The ACC is opening up another can on the Big Ten in their annual November challenge. The troops from Tobacco Road opened up a 4-2 lead in this year's event. In yesterday's post, I analogized the beatings our home conference is taking to the Rose Bowl drought of the 1970s through 1986. But this is really worse--in those Rose Bowl games, you at least turned on the set thinking the Big Ten had a good chance to finally win this year. What makes the hardwood losses to the ACC so maddening, is that they don't--at least collectively--come as any real shock.

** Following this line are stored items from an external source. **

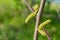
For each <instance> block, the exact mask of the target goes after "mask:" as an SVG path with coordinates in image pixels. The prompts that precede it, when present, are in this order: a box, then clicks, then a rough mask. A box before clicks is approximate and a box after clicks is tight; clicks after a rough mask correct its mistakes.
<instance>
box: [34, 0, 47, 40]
mask: <svg viewBox="0 0 60 40" xmlns="http://www.w3.org/2000/svg"><path fill="white" fill-rule="evenodd" d="M45 2H46V0H41V4H40V7H39V11H38V14H37V16H36V25H35V32H34V39H33V40H38V26H39V24H40V19H41V17H42V13H43V9H44V5H45Z"/></svg>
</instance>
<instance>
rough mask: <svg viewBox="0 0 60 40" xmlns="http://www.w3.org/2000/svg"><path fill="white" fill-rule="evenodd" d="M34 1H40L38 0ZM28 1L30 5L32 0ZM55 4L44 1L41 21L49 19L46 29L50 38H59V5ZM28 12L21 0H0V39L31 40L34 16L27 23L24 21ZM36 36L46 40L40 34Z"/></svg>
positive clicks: (33, 27)
mask: <svg viewBox="0 0 60 40" xmlns="http://www.w3.org/2000/svg"><path fill="white" fill-rule="evenodd" d="M34 1H35V3H38V4H39V3H40V2H39V1H40V0H34ZM28 2H29V4H30V5H32V4H31V3H32V0H29V1H28ZM55 4H56V3H53V2H51V1H48V0H47V1H46V5H45V8H44V12H43V16H42V18H41V22H43V21H45V20H47V19H51V20H52V22H51V23H50V24H49V25H47V27H46V29H47V30H48V32H49V33H50V36H51V37H52V40H60V19H59V18H58V13H59V12H57V10H59V8H60V5H58V4H56V5H55ZM33 5H34V4H33ZM58 7H59V8H58ZM29 13H31V12H30V11H29V9H28V8H27V6H26V5H25V3H24V2H23V0H0V40H33V35H34V26H35V21H36V20H35V17H34V18H33V19H31V20H30V21H29V22H28V23H27V24H25V23H24V21H25V19H26V17H27V16H28V15H29ZM38 36H39V38H38V39H39V40H47V38H46V37H43V36H42V35H40V34H39V35H38Z"/></svg>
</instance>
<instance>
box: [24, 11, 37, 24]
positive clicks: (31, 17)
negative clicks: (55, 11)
mask: <svg viewBox="0 0 60 40" xmlns="http://www.w3.org/2000/svg"><path fill="white" fill-rule="evenodd" d="M36 13H37V11H35V12H33V13H31V14H30V15H29V16H28V17H27V18H26V20H25V23H27V22H28V21H29V20H30V19H31V18H32V17H34V16H35V15H36Z"/></svg>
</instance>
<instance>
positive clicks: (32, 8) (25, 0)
mask: <svg viewBox="0 0 60 40" xmlns="http://www.w3.org/2000/svg"><path fill="white" fill-rule="evenodd" d="M24 2H25V4H26V6H27V7H28V9H29V10H30V11H31V12H34V9H33V8H32V7H31V6H30V5H29V3H28V2H27V0H24Z"/></svg>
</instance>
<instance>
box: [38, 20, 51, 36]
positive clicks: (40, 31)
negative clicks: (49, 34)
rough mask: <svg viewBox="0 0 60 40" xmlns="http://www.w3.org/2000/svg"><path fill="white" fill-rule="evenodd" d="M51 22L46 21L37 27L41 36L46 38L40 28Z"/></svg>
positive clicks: (48, 20)
mask: <svg viewBox="0 0 60 40" xmlns="http://www.w3.org/2000/svg"><path fill="white" fill-rule="evenodd" d="M50 22H51V20H46V21H45V22H43V23H41V24H40V25H39V27H38V32H39V33H40V34H41V35H43V36H46V33H45V32H44V31H43V30H42V28H43V27H44V26H46V25H47V24H49V23H50Z"/></svg>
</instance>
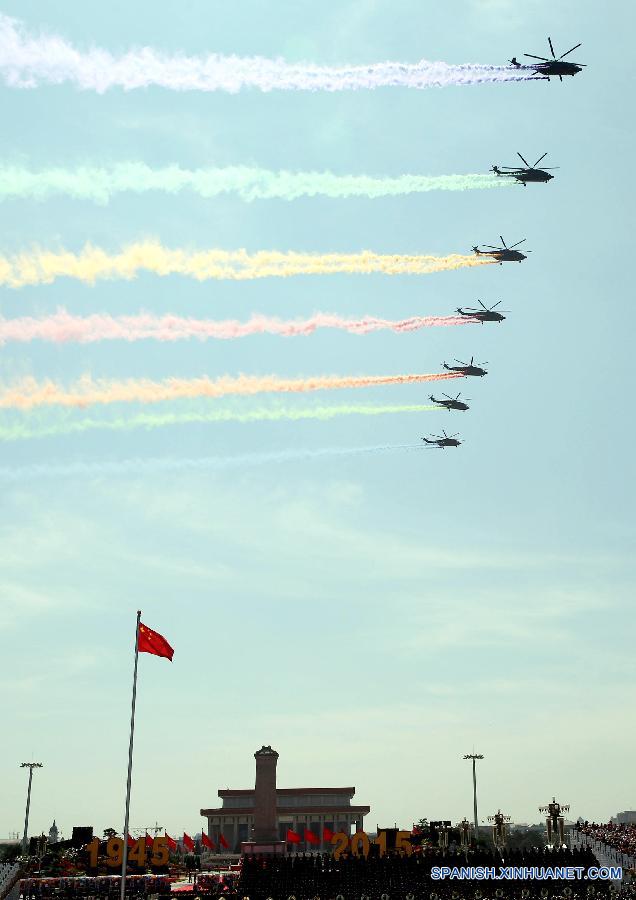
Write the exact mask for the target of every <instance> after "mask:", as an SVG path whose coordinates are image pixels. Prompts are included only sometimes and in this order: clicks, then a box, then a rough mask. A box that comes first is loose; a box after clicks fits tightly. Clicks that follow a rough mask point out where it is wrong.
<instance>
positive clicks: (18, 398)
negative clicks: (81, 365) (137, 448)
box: [0, 372, 461, 409]
mask: <svg viewBox="0 0 636 900" xmlns="http://www.w3.org/2000/svg"><path fill="white" fill-rule="evenodd" d="M460 377H461V375H460V374H459V373H458V372H442V373H439V374H434V375H359V376H339V375H317V376H314V377H311V378H278V377H277V376H276V375H265V376H258V375H239V376H238V377H236V378H232V377H230V376H228V375H224V376H222V377H221V378H217V379H214V380H213V379H211V378H208V377H207V376H202V377H201V378H189V379H185V378H167V379H166V380H165V381H150V380H148V379H129V380H127V381H101V380H100V381H94V380H93V379H92V378H90V377H89V376H86V377H84V378H82V379H80V380H79V381H78V382H77V383H76V384H75V385H74V386H72V387H71V388H69V389H66V388H64V387H62V386H61V385H59V384H56V383H55V382H53V381H43V382H38V381H36V379H34V378H25V379H22V380H21V381H19V382H16V383H15V384H13V385H11V386H8V387H5V388H0V407H1V408H5V409H9V408H11V409H33V408H34V407H36V406H72V407H86V406H92V405H94V404H97V403H132V402H137V403H158V402H160V401H162V400H179V399H183V398H193V397H226V396H228V395H230V394H243V395H251V394H262V393H306V392H309V391H328V390H338V389H341V388H363V387H375V386H377V385H384V384H420V383H421V382H424V381H446V380H448V379H451V378H460Z"/></svg>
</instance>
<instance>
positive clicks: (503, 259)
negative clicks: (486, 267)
mask: <svg viewBox="0 0 636 900" xmlns="http://www.w3.org/2000/svg"><path fill="white" fill-rule="evenodd" d="M499 237H500V238H501V243H502V244H503V247H493V246H492V244H482V246H483V247H487V248H488V249H487V250H480V249H479V247H473V253H476V254H477V256H492V258H493V260H494V261H495V262H498V263H499V265H501V264H502V263H505V262H523V261H524V259H526V255H525V254H524V253H522V252H521V250H515V247H518V246H519V244H523V242H524V241H525V240H527V239H526V238H522V239H521V240H520V241H517V243H516V244H513V245H512V247H509V246H508V245H507V244H506V242H505V241H504V239H503V238H502V237H501V235H499ZM531 252H532V251H531V250H527V251H526V253H531Z"/></svg>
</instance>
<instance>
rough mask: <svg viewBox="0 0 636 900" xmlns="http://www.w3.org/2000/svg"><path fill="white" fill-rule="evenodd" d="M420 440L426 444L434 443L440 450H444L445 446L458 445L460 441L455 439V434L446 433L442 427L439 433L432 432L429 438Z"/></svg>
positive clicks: (446, 447) (431, 443) (458, 444)
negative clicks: (436, 434) (430, 435)
mask: <svg viewBox="0 0 636 900" xmlns="http://www.w3.org/2000/svg"><path fill="white" fill-rule="evenodd" d="M422 440H423V441H425V442H426V443H427V444H435V445H436V446H437V447H439V449H440V450H445V449H446V448H447V447H459V445H460V444H461V441H458V440H457V435H456V434H451V435H448V434H446V432H445V431H444V430H443V429H442V433H441V434H437V435H435V434H432V435H431V440H429V439H428V438H422Z"/></svg>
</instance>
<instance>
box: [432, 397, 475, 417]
mask: <svg viewBox="0 0 636 900" xmlns="http://www.w3.org/2000/svg"><path fill="white" fill-rule="evenodd" d="M443 396H444V397H448V400H438V399H437V398H436V397H433V395H432V394H431V396H430V399H431V400H432V401H433V403H437V405H438V406H443V407H444V408H445V409H447V410H448V411H449V412H450V411H451V409H458V410H461V411H462V412H463V411H464V410H467V409H470V407H469V406H468V404H467V403H464V402H463V400H460V399H459V398H460V397H461V392H460V393H459V394H457V396H456V397H450V396H449V395H448V394H444V395H443ZM467 399H468V400H470V397H468V398H467Z"/></svg>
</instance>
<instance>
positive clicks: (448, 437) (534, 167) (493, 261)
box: [422, 38, 584, 450]
mask: <svg viewBox="0 0 636 900" xmlns="http://www.w3.org/2000/svg"><path fill="white" fill-rule="evenodd" d="M548 44H549V46H550V53H551V58H550V57H545V56H535V55H534V54H532V53H524V56H527V57H528V58H530V59H536V60H539V62H537V63H534V64H532V63H531V64H526V65H524V64H523V63H520V62H519V61H518V60H517V59H516V58H515V57H514V56H513V58H512V59H511V60H510V64H511V65H512V66H514V67H515V68H525V69H531V70H532V72H533V74H534V75H536V76H537V77H538V78H541V79H545V80H546V81H549V80H550V77H558V79H559V81H563V76H564V75H572V76H573V75H576V74H578V73H579V72H580V71H582V69H583V68H584V63H574V62H570V61H568V60H566V59H565V57H566V56H569V55H570V53H573V52H574V50H576V49H578V48H579V47H580V46H581V44H576V45H575V46H574V47H572V48H571V49H570V50H568V51H566V52H565V53H562V54H561V56H559V57H557V56H556V55H555V53H554V47H553V45H552V39H551V38H548ZM533 80H534V79H533ZM517 156H518V157H519V159H520V160H521V162H522V163H523V166H498V165H496V164H495V165H493V166H492V167H491V170H490V171H491V172H492V173H493V174H494V175H496V176H498V177H499V178H510V179H513V180H514V181H515V182H516V183H517V184H521V185H523V187H527V185H528V184H532V183H535V184H547V183H548V182H549V181H552V179H553V178H554V176H553V175H552V174H550V173H551V172H552V171H554V170H555V169H558V168H559V167H558V166H550V167H544V168H539V163H541V162H542V161H543V160H544V159H545V157H546V156H547V152H546V153H544V154H543V155H542V156H540V157H539V158H538V159H537V161H536V162H535V163H533V164H532V165H530V163H529V162H528V161H527V159H525V157H523V156H522V155H521V153H519V152H518V151H517ZM499 238H500V241H501V246H499V247H495V246H493V245H492V244H482V245H481V248H480V247H479V246H474V247H473V248H472V249H473V253H475V255H476V256H486V257H490V259H491V260H492V262H496V263H498V264H499V265H503V263H505V262H523V261H524V260H525V259H527V258H528V257H527V254H528V253H531V252H532V251H530V250H525V252H522V251H521V250H518V249H517V248H518V247H519V246H520V244H523V243H524V242H525V241H526V238H522V239H521V240H520V241H517V242H516V243H515V244H511V245H510V246H508V244H506V242H505V240H504V238H503V236H502V235H500V236H499ZM477 302H478V304H479V306H478V307H466V308H465V309H464V308H462V307H458V308H457V310H456V313H457V315H458V316H462V317H463V318H465V319H470V320H472V321H474V322H479V323H481V324H482V325H483V324H484V323H485V322H499V323H501V322H503V321H504V320H505V318H506V317H505V316H504V315H502V313H503V310H499V311H497V309H496V308H497V307H498V306H499V304H500V303H501V300H499V301H498V302H497V303H495V304H494V305H493V306H486V305H485V304H484V303H483V302H482V301H481V300H478V301H477ZM454 362H455V363H457V365H448V363H446V362H443V363H442V367H443V368H444V369H446V371H448V372H454V373H456V374H457V375H458V377H462V378H467V377H476V378H483V377H484V376H485V375H487V374H488V371H487V370H486V369H484V368H483V367H484V366H485V365H488V363H483V364H477V363H475V361H474V357H472V356H471V358H470V362H467V363H466V362H462V360H459V359H456V360H454ZM460 397H461V392H460V393H459V394H457V395H456V396H455V397H451V396H450V395H449V394H442V397H441V398H437V397H435V396H434V395H433V394H431V396H430V400H431V402H432V403H434V404H435V405H436V406H437V407H438V408H439V409H446V410H448V412H451V411H456V412H466V411H467V410H468V409H470V407H469V406H468V403H466V400H469V399H470V398H469V397H466V398H465V399H464V400H461V399H460ZM422 440H423V441H424V443H425V444H426V445H427V446H428V447H429V448H430V449H438V450H445V449H446V448H447V447H459V446H460V445H461V444H462V443H464V441H462V440H460V439H459V435H458V434H451V435H449V434H446V432H445V431H444V430H442V433H441V434H431V435H429V436H428V437H423V438H422Z"/></svg>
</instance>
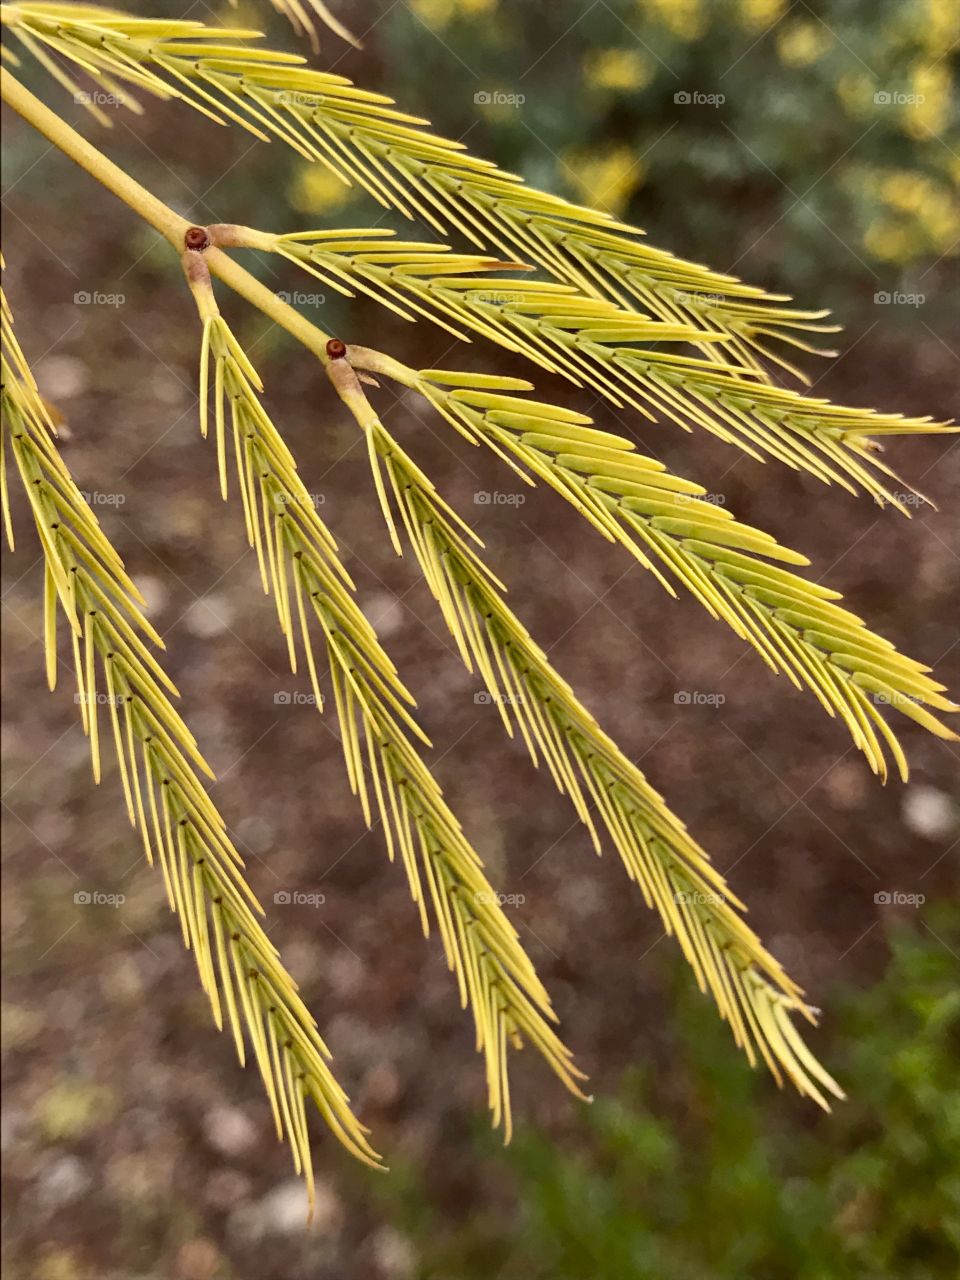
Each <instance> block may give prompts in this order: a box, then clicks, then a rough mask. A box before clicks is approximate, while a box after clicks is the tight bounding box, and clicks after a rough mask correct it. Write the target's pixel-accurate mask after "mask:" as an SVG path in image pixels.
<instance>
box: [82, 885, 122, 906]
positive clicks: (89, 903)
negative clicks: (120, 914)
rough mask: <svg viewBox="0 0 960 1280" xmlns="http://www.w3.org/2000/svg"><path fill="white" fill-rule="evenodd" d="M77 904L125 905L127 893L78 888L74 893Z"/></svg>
mask: <svg viewBox="0 0 960 1280" xmlns="http://www.w3.org/2000/svg"><path fill="white" fill-rule="evenodd" d="M73 901H74V902H76V904H77V906H113V908H118V906H123V904H124V902H125V901H127V895H125V893H101V892H100V890H97V888H78V890H77V892H76V893H74V895H73Z"/></svg>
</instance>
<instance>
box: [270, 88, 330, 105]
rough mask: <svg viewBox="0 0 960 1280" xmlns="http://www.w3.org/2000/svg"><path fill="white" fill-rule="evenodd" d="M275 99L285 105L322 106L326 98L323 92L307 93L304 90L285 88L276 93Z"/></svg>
mask: <svg viewBox="0 0 960 1280" xmlns="http://www.w3.org/2000/svg"><path fill="white" fill-rule="evenodd" d="M274 101H276V102H282V104H283V105H284V106H320V104H321V102H325V101H326V99H325V96H324V95H323V93H305V92H303V91H302V90H291V88H284V90H282V91H280V92H279V93H276V95H274Z"/></svg>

Indiana put up a good effort at Duke last night. Kelvin Sampson won't take the moral victory, but he was pleased with his team's work ethic, as they rallied from fifteen down to have a chance to tie at the end of the game.
Illinois rallied from a big first-half deficit at home against Maryland and the teams played a taut second half, before the Illini succumbed. Greg Couch of The Chicago Sun Times says Bruce Weber's team will be heard from come March.
Wisconsin was one of the winners, and looked impressive in doing so. Bo Ryan's team thumped Florida State at the Kohl Center, and showed they might be worthy of the preseason accolades that give them a legitimate chance of being in Atlanta this spring.
One team that didn't have to wait to get to Atlanta (site of the Final Four) was Penn State, who traveled to play Georgia Tech. The Lions lost, but the tough fight they gave the 24th-ranked Yellow Jackets might be the conference's biggest source of pride as this year's challenge hits the halfway mark.
The remaining five games are tonight. Top-ranked Ohio State goes to Chapel Hill to face the sixth-ranked Tar Heels. The ACC will probably win the challenge no matter what, but a win in this game would salvage a lot of pride.